Ein Besuch in Hamburg zum Musical MammaMia

Nun freuten wir uns schon seit Monaten auf unseren Besuch des Musicals "MammaMia" in Hamburg, und was war?

Der heißeste Sommer den Europa je erlebte, ausgerechnet jetzt.  Meine Befürchtungen klitschnass im Bus zu sitzen, mich ständig umziehen zu müssen, dann noch das Aufstehen um 2:45 Uhr wurden noch bei weitem übertroffen.

Also fangen wir mal mit dem Aufstehen an. Es war so warm, dass ich mich abends erst gar nicht ins Bett zu legen brauchte. So beschloss ich einfach aufzubleiben. Jedoch fielen mir gegen 1:00 Uhr dann doch die Äuglein zu und ich legte mich doch noch etwas auf das Ohr. Um 2:45 Uhr klingelte das Telefon, ich völlig schlaftrunken, irrte durch die Wohnung um es zu finden. Mein Sohn hatte freundlicherweise schon abgenommen, man hatte nächtens noch lange ein Pläuschchen abgehalten, wodurch ich das Teil dann auch nicht finden konnte. Er brummte mir wütend entgegen: "Moni, deine Internetfreundin, du sollst aufstehen." Ja stimmt, Moni wollte aufbleiben und mich wecken, lieben Dank an dieser Stelle.  

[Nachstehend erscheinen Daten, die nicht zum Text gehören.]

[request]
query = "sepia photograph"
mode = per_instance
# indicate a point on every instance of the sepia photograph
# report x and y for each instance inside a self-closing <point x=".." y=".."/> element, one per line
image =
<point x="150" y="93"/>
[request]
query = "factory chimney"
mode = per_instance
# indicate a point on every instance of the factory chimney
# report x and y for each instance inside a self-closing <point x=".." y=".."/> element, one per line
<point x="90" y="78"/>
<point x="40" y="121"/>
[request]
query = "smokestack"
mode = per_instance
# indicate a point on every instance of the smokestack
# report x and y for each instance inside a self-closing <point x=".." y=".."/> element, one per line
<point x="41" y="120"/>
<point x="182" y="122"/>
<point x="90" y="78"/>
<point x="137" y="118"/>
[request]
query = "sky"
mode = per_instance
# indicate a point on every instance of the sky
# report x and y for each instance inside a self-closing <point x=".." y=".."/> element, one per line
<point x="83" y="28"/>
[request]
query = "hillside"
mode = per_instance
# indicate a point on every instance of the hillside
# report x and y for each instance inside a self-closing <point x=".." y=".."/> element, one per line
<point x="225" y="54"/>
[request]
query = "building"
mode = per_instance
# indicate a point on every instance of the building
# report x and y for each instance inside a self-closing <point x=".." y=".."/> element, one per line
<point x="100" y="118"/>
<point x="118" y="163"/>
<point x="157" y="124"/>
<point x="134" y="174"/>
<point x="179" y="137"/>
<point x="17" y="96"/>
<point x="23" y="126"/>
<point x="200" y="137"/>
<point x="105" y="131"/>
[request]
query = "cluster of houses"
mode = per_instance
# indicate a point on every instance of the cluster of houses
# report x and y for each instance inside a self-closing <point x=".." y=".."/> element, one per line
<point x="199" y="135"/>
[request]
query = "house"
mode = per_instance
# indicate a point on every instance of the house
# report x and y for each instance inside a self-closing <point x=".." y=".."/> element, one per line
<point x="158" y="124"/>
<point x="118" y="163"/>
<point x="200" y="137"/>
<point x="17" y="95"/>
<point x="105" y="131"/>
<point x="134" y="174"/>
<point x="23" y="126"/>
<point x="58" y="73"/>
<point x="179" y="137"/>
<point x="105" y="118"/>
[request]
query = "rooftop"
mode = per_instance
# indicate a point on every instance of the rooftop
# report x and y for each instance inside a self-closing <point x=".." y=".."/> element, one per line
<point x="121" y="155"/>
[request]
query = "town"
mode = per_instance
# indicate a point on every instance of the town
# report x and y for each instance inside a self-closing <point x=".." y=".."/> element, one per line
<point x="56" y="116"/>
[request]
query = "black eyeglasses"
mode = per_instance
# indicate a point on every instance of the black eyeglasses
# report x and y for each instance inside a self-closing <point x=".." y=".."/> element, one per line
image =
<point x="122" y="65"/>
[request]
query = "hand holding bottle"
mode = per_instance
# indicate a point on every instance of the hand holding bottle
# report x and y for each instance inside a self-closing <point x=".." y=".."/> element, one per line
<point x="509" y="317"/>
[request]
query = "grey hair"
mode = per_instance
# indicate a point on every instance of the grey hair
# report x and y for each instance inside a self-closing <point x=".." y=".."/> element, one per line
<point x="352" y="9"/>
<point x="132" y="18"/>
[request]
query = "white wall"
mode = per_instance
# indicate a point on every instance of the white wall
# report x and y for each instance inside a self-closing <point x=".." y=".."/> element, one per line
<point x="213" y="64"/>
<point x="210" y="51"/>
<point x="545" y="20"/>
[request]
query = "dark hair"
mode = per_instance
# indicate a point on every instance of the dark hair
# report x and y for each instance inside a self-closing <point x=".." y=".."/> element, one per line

Die Katzen nahmen mein Aufstehen als Signal, sich um ihre Fressnäpfe zu scharen und mir um die Beine zu gurren.

Ein Blick in den Spiegel reichte mir schon völlig, mein Gott, wie sah ich nur aus. Rotgeränderte Augen sahen mir aus einem blassen Gesicht entgegen, war ich das wirklich? Egal,......... ....waschen, anziehen, Wimperntusche aufgetragen, Kaffee trinken, essen?  nein, so früh am Morgen brachte ich denn doch keinen Bissen runter. Habe ich auch nichts vergessen? Lutz noch schnell einen Zettel schreiben, damit er bei der Hitze die Türe wieder zumacht, die für das nächtliche Lüften sperrangelweit aufstand. Dann das Licht aus, halt habe ich die Kaffeemaschine auch abgestellt? Ja, habe ich, ach noch schnell den Wasserhahn der Waschmaschine absperren und los geht es.

Man kann sich ja nur wundern, wer um diese unchristliche Uhrzeit schon so alles unterwegs ist. Ich parke bei meiner Kollegin, die sich um ihren Hasen große Sorgen macht, der bei der Hitze in einer Dachgeschosswohnung das Ganze hoffentlich überlebt. Ich hoffe er hat. Coffee hat es geschafft.

Die anderen stehen schon am Überlandbahnhof mehr oder minder frisch.

Der Bus kommt pünktlich, sagen wir mal das "Büs-chen", es ist ein 8-Sitzer, ohne Klimaanlage, der uns schon mal heftig zum Schwitzen bringt und das frühmorgens um 4:00Uhr. Das ist unser sogenannter Zubringerbus, der uns nun erst mal nach Duisburg karrt. Ich bin erstaunt, wie wach meine Kolleginnen sind, die schon munter erzählen und Babymöhrchen futtern. Die Stimmung ist gut trotz WDR4 und ich bin bleimüde. Ich glaube so ruhig haben sie mich noch nicht oft erlebt.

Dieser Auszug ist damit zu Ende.